Justice: au tour d'Ottawa

ÉDITORIAL / «Le provincial a fait son travail, il est maintenant temps qu'Ottawa agisse». Le verdict du chef en chef de la Cour supérieure du Québec, Jacques R. Fournier, ne laisse aucun doute. C'est au tour du gouvernement Trudeau de déployer les moyens nécessaires pour que justice soit rapidement rendue, et ce, tant dans l'intérêt des victimes que celui des accusés. La procrastination a déjà trop duré et laisser traîner les choses ne peut qu'éroder la confiance du public à l'égard du système de justice.
Bien sûr, l'arrêt Jordan n'exempte pas tous les accusés de leur procès. Heureusement. On l'a vu lundi au palais de justice de Québec. La requête pour arrêt des procédures pour délais déraisonnables formulée par l'avocate de Mohammed Doudou-Traoré, accusé pour agression sexuelle il y a 53 mois, a été rejetée et le procès suit son cours. Vendredi, cinq personnes accusées de meurtre ont aussi échoué dans leur tentative d'éviter un procès.
Le public retiendra cependant davantage un autre cas. Celui de Sivaloganathan Thanabalasingham qui a été libéré jeudi dernier grâce à l'arrêt Jordan. Il était accusé de meurtre. Il aurait égorgé sa femme en 2012. Qu'il soit libéré pour délais déraisonnables est fort troublant.
C'est le troisième cas d'arrêt de procédure dans un procès pour meurtre au Canada depuis l'arrêt de la Cour suprême, en juillet dernier. À cinq juges contre quatre, la Cour a établi une limite au temps d'attente d'un accusé avant de subir son procès. Dix-huit mois devant la cour provinciale, 30 devant la cour supérieure. Dans le cas de Thanabalasingham, le juge Alexandre Boucher a convenu qu'un délai de 56 mois était déraisonnable.
Au Québec, le Directeur des poursuites criminelles et pénales, que pointe d'ailleurs du doigt le juge Boucher, étudie la possibilité d'aller en appel.

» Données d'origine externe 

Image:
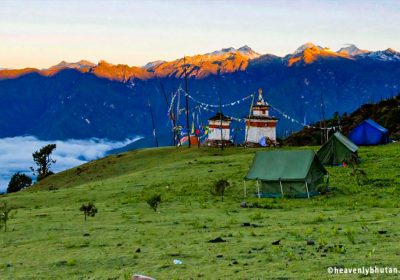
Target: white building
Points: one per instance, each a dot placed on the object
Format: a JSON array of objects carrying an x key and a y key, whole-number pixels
[
  {"x": 219, "y": 130},
  {"x": 260, "y": 124}
]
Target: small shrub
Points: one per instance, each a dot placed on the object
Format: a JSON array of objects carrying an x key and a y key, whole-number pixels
[
  {"x": 350, "y": 235},
  {"x": 319, "y": 218},
  {"x": 71, "y": 262},
  {"x": 88, "y": 210},
  {"x": 219, "y": 188},
  {"x": 153, "y": 201},
  {"x": 4, "y": 215}
]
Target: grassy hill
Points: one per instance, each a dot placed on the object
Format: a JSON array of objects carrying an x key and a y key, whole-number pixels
[{"x": 49, "y": 239}]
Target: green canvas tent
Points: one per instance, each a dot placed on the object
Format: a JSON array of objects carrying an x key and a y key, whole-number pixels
[
  {"x": 337, "y": 150},
  {"x": 297, "y": 173}
]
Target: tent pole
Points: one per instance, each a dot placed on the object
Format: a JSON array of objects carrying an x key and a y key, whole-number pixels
[
  {"x": 308, "y": 194},
  {"x": 280, "y": 183}
]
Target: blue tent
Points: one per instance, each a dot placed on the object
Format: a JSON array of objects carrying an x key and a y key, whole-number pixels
[{"x": 369, "y": 133}]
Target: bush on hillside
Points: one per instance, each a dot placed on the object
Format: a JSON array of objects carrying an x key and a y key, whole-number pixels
[
  {"x": 219, "y": 187},
  {"x": 89, "y": 210},
  {"x": 18, "y": 182}
]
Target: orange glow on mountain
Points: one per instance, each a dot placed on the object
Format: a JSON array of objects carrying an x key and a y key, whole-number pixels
[
  {"x": 119, "y": 72},
  {"x": 312, "y": 53},
  {"x": 15, "y": 73}
]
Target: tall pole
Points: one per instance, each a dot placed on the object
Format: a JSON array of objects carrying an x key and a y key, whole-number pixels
[
  {"x": 187, "y": 101},
  {"x": 220, "y": 119},
  {"x": 152, "y": 122},
  {"x": 171, "y": 115},
  {"x": 322, "y": 120}
]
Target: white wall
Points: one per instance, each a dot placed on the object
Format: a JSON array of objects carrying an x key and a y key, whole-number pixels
[{"x": 215, "y": 134}]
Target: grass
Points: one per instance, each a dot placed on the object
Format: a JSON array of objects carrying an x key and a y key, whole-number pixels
[{"x": 49, "y": 239}]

Il ne suffit cependant pas d'inviter la Cour d'appel à la rescousse pour guider les magistrats qui auront à répondre dans l'avenir à des requêtes. Il faut prendre toutes les dispositions pour éviter que d'autres accusés échappent à la justice.
Le gouvernement du Québec l'a compris. Avec ses partenaires, il a établi un plan et déployé ces dernières semaines des ressources pour accélérer les travaux devant les tribunaux. Ottawa doit également faire sa part, son bout de chemin pour que les droits des victimes et ceux des accusés soient respectés.  

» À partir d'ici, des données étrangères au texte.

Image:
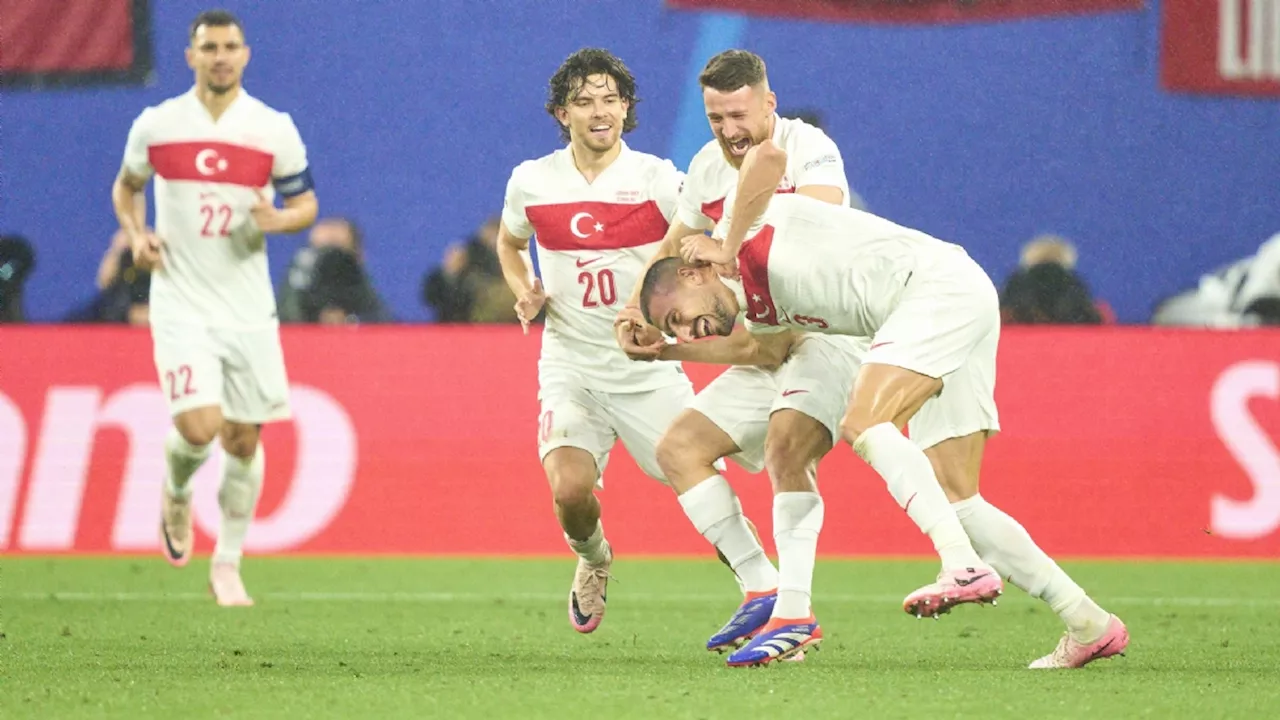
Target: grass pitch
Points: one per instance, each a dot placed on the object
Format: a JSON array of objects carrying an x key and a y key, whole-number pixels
[{"x": 131, "y": 637}]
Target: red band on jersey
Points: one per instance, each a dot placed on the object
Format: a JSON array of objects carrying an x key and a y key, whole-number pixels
[
  {"x": 716, "y": 208},
  {"x": 753, "y": 263},
  {"x": 211, "y": 162},
  {"x": 597, "y": 226}
]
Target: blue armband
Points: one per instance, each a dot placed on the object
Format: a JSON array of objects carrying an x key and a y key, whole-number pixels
[{"x": 293, "y": 185}]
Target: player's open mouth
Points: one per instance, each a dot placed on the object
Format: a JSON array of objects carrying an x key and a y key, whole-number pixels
[
  {"x": 739, "y": 146},
  {"x": 703, "y": 327}
]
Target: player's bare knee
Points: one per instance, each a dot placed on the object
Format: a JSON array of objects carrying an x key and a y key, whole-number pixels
[
  {"x": 199, "y": 427},
  {"x": 572, "y": 474},
  {"x": 955, "y": 470},
  {"x": 677, "y": 452},
  {"x": 792, "y": 450},
  {"x": 240, "y": 440}
]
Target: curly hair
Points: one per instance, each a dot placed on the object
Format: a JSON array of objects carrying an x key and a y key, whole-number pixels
[{"x": 574, "y": 72}]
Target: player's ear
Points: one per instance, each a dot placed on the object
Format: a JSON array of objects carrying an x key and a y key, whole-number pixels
[{"x": 691, "y": 274}]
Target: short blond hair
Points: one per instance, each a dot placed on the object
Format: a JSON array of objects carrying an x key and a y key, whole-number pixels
[{"x": 1048, "y": 249}]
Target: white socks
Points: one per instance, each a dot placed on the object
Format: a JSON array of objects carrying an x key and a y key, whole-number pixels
[
  {"x": 796, "y": 523},
  {"x": 237, "y": 496},
  {"x": 717, "y": 514},
  {"x": 1011, "y": 551},
  {"x": 592, "y": 550},
  {"x": 912, "y": 482},
  {"x": 182, "y": 460}
]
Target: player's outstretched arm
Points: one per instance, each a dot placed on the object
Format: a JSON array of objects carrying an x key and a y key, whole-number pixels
[
  {"x": 129, "y": 200},
  {"x": 741, "y": 347},
  {"x": 298, "y": 213},
  {"x": 763, "y": 169},
  {"x": 670, "y": 247},
  {"x": 517, "y": 269}
]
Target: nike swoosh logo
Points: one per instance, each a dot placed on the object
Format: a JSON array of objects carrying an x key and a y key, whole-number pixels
[{"x": 964, "y": 582}]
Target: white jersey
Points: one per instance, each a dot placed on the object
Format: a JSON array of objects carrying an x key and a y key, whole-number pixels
[
  {"x": 818, "y": 267},
  {"x": 593, "y": 244},
  {"x": 208, "y": 177},
  {"x": 812, "y": 159}
]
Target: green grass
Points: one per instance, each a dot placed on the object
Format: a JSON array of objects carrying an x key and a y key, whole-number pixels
[{"x": 489, "y": 638}]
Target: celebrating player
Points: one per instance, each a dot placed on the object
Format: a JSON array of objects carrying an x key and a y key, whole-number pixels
[
  {"x": 599, "y": 210},
  {"x": 935, "y": 324},
  {"x": 798, "y": 406},
  {"x": 219, "y": 156}
]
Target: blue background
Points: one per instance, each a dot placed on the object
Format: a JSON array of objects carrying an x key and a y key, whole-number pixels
[{"x": 415, "y": 113}]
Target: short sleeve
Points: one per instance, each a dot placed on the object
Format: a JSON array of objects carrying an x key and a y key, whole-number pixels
[
  {"x": 136, "y": 147},
  {"x": 291, "y": 154},
  {"x": 818, "y": 162},
  {"x": 667, "y": 183},
  {"x": 513, "y": 217},
  {"x": 291, "y": 174}
]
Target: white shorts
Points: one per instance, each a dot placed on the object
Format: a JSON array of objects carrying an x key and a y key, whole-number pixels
[
  {"x": 946, "y": 326},
  {"x": 817, "y": 381},
  {"x": 242, "y": 372},
  {"x": 572, "y": 415}
]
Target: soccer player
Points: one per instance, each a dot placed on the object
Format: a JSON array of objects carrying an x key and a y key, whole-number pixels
[
  {"x": 599, "y": 210},
  {"x": 933, "y": 318},
  {"x": 798, "y": 405},
  {"x": 219, "y": 156}
]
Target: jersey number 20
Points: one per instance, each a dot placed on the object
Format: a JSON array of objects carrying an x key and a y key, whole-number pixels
[{"x": 600, "y": 288}]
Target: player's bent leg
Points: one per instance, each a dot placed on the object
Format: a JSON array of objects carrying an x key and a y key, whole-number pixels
[
  {"x": 686, "y": 455},
  {"x": 186, "y": 450},
  {"x": 795, "y": 445},
  {"x": 1002, "y": 542},
  {"x": 238, "y": 492},
  {"x": 572, "y": 474},
  {"x": 883, "y": 400}
]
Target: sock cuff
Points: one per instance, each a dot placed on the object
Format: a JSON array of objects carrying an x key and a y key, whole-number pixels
[
  {"x": 968, "y": 506},
  {"x": 798, "y": 511},
  {"x": 597, "y": 534},
  {"x": 872, "y": 437},
  {"x": 711, "y": 502},
  {"x": 246, "y": 464},
  {"x": 178, "y": 445}
]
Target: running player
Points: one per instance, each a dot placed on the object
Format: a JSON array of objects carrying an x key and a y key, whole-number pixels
[
  {"x": 933, "y": 318},
  {"x": 599, "y": 210},
  {"x": 219, "y": 156},
  {"x": 799, "y": 405}
]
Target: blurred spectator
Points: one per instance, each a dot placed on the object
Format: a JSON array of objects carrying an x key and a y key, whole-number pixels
[
  {"x": 1047, "y": 290},
  {"x": 467, "y": 286},
  {"x": 128, "y": 297},
  {"x": 123, "y": 291},
  {"x": 353, "y": 295},
  {"x": 1246, "y": 292},
  {"x": 17, "y": 261},
  {"x": 339, "y": 291}
]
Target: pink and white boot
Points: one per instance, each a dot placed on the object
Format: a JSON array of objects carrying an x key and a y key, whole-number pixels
[
  {"x": 1072, "y": 654},
  {"x": 955, "y": 587}
]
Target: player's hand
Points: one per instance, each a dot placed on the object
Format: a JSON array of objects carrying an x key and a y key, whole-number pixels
[
  {"x": 702, "y": 249},
  {"x": 146, "y": 251},
  {"x": 266, "y": 215},
  {"x": 636, "y": 337},
  {"x": 530, "y": 304}
]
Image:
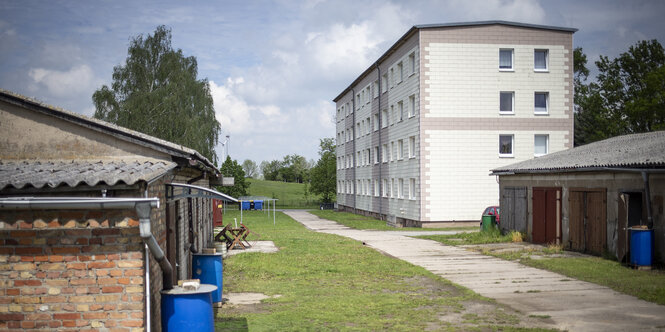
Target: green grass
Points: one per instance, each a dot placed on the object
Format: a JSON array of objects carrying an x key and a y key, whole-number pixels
[
  {"x": 491, "y": 236},
  {"x": 356, "y": 221},
  {"x": 289, "y": 195},
  {"x": 327, "y": 282}
]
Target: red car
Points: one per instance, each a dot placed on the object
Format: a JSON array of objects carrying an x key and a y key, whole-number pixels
[{"x": 491, "y": 211}]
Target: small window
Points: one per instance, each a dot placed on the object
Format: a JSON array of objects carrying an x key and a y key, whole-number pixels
[
  {"x": 506, "y": 102},
  {"x": 540, "y": 58},
  {"x": 506, "y": 145},
  {"x": 541, "y": 145},
  {"x": 541, "y": 102},
  {"x": 506, "y": 59}
]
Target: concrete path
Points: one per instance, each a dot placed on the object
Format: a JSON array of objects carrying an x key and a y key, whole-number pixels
[{"x": 572, "y": 304}]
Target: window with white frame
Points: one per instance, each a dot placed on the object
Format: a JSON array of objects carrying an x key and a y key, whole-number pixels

Interrogé vendredi par le Journal de Montréal, le juge en chef Jacques R. Fournier craint qu'Ottawa ne sente pas l'urgence de la situation. Il faut lui faire sentir. Maintenir la pression comme ce fut le cas au Québec l'automne dernier. 
Il manquerait 14 juges au Québec, selon la ministre québécoise de la Justice, Stéphanie Vallée. Seulement six, selon Ottawa. Au lieu de se déchirer sur la pertinence de recourir ou non à la cause dérogatoire- une clause que le premier ministre Couillard a qualifié d'arme nucléaire en matière constitutionnelle, les élus québécois auraient intérêt à se mobiliser, à inciter les citoyens à faire pression sur leurs députés fédéraux et à s'allier avec leurs homologues des autres provinces pour presser Ottawa d'agir avec célérité.

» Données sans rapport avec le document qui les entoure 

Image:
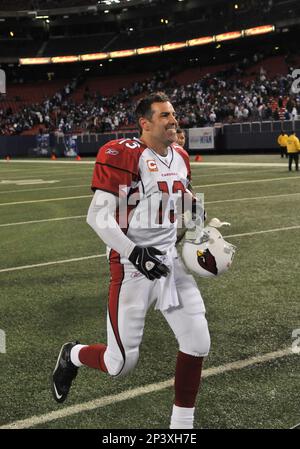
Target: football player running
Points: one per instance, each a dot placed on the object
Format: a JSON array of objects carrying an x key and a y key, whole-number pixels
[{"x": 147, "y": 175}]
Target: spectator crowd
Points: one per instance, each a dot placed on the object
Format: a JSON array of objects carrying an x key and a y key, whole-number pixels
[{"x": 227, "y": 96}]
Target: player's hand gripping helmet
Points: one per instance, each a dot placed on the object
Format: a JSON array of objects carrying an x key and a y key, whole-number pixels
[{"x": 208, "y": 255}]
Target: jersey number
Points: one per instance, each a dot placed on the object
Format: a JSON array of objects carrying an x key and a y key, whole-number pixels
[{"x": 164, "y": 188}]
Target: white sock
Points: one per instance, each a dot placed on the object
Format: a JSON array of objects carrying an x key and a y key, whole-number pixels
[
  {"x": 75, "y": 355},
  {"x": 182, "y": 417}
]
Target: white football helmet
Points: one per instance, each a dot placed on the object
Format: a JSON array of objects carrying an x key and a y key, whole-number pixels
[{"x": 209, "y": 255}]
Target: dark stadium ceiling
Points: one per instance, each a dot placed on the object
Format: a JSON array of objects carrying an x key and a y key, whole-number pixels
[{"x": 34, "y": 8}]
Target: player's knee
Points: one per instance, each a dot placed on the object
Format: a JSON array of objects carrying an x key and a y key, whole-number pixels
[
  {"x": 121, "y": 365},
  {"x": 197, "y": 341}
]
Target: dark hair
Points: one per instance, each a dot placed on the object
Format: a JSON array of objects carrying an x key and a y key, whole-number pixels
[{"x": 143, "y": 107}]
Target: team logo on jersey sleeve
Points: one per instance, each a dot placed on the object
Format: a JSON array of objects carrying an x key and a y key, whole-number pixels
[
  {"x": 152, "y": 165},
  {"x": 112, "y": 152}
]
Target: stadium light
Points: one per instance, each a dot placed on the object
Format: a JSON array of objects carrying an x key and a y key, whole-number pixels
[{"x": 152, "y": 49}]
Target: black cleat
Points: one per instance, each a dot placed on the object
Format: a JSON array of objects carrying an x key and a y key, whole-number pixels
[{"x": 64, "y": 373}]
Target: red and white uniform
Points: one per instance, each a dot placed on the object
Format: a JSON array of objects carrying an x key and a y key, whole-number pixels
[
  {"x": 146, "y": 177},
  {"x": 150, "y": 185}
]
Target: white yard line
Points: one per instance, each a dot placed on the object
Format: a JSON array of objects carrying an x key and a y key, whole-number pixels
[
  {"x": 5, "y": 270},
  {"x": 207, "y": 202},
  {"x": 240, "y": 164},
  {"x": 140, "y": 391},
  {"x": 250, "y": 198},
  {"x": 286, "y": 178},
  {"x": 196, "y": 164},
  {"x": 45, "y": 200},
  {"x": 23, "y": 161},
  {"x": 236, "y": 173},
  {"x": 44, "y": 188},
  {"x": 46, "y": 264},
  {"x": 42, "y": 221},
  {"x": 202, "y": 185},
  {"x": 263, "y": 232}
]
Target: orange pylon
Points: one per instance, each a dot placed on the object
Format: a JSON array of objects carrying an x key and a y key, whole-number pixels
[{"x": 198, "y": 158}]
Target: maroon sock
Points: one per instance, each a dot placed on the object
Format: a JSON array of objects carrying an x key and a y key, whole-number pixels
[
  {"x": 187, "y": 379},
  {"x": 93, "y": 356}
]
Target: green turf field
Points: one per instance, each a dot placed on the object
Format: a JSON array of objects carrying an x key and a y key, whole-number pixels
[{"x": 252, "y": 310}]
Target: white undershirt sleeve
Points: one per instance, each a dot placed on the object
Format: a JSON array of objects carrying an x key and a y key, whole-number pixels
[{"x": 101, "y": 217}]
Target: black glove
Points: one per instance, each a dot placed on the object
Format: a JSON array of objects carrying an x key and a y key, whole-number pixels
[{"x": 145, "y": 261}]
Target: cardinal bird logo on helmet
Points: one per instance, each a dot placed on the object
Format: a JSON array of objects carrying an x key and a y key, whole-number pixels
[{"x": 207, "y": 261}]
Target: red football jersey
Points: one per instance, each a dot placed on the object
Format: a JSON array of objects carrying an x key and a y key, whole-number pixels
[{"x": 150, "y": 188}]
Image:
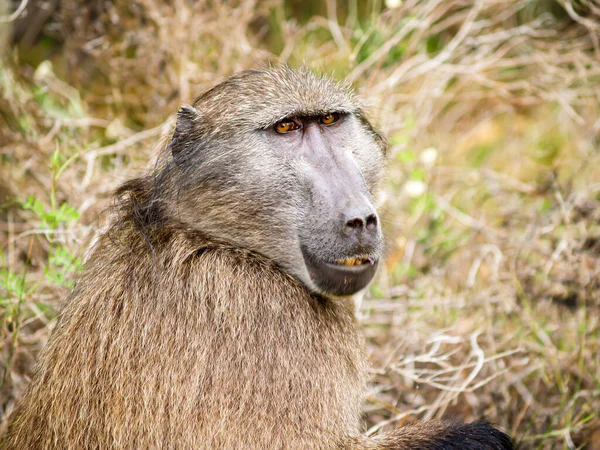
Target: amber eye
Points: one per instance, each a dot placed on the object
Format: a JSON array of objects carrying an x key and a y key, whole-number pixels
[
  {"x": 329, "y": 119},
  {"x": 285, "y": 126}
]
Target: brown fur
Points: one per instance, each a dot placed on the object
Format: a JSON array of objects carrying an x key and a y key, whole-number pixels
[{"x": 176, "y": 339}]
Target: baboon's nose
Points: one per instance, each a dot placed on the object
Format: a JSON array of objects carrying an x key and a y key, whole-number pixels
[{"x": 360, "y": 224}]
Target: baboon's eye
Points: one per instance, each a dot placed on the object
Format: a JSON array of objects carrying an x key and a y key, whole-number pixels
[
  {"x": 329, "y": 119},
  {"x": 285, "y": 126}
]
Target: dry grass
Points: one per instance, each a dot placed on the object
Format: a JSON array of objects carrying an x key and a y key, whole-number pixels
[{"x": 489, "y": 304}]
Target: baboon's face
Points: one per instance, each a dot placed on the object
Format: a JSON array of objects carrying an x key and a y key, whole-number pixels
[{"x": 286, "y": 166}]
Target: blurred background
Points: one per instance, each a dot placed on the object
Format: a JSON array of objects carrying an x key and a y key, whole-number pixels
[{"x": 489, "y": 302}]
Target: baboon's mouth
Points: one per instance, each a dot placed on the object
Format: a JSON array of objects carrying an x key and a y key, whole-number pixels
[
  {"x": 354, "y": 261},
  {"x": 340, "y": 277}
]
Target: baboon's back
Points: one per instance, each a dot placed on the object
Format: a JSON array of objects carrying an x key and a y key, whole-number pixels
[{"x": 185, "y": 349}]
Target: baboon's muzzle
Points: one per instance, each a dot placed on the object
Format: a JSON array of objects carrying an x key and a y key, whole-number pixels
[
  {"x": 340, "y": 277},
  {"x": 341, "y": 249}
]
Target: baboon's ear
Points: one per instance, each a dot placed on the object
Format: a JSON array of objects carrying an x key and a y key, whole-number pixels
[{"x": 188, "y": 119}]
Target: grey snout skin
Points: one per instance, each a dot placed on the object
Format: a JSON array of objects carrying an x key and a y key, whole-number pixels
[
  {"x": 359, "y": 220},
  {"x": 346, "y": 240}
]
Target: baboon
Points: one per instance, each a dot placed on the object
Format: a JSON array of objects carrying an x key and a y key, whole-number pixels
[{"x": 216, "y": 312}]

L'arrêt Jordan a été rendu l'été dernier, mais il y a belle lurette que le milieu judiciaire et les citoyens déplorent les délais indus.
La ministre fédérale de la Justice, Jody Wilson-Raybould, compte rencontrer ses homologues des provinces d'ici la fin du mois et pourvoir sous peu les postes de juges vacants. Elle prévient toutefois que la nomination des juges n'est pas une baguette magique, que ce n'est pas l'unique solution. 
Raison de plus pour arriver à son tour avec un plan précis, des mesures concrètes, des façons de faire qui permettront d'accélérer enfin le rythme.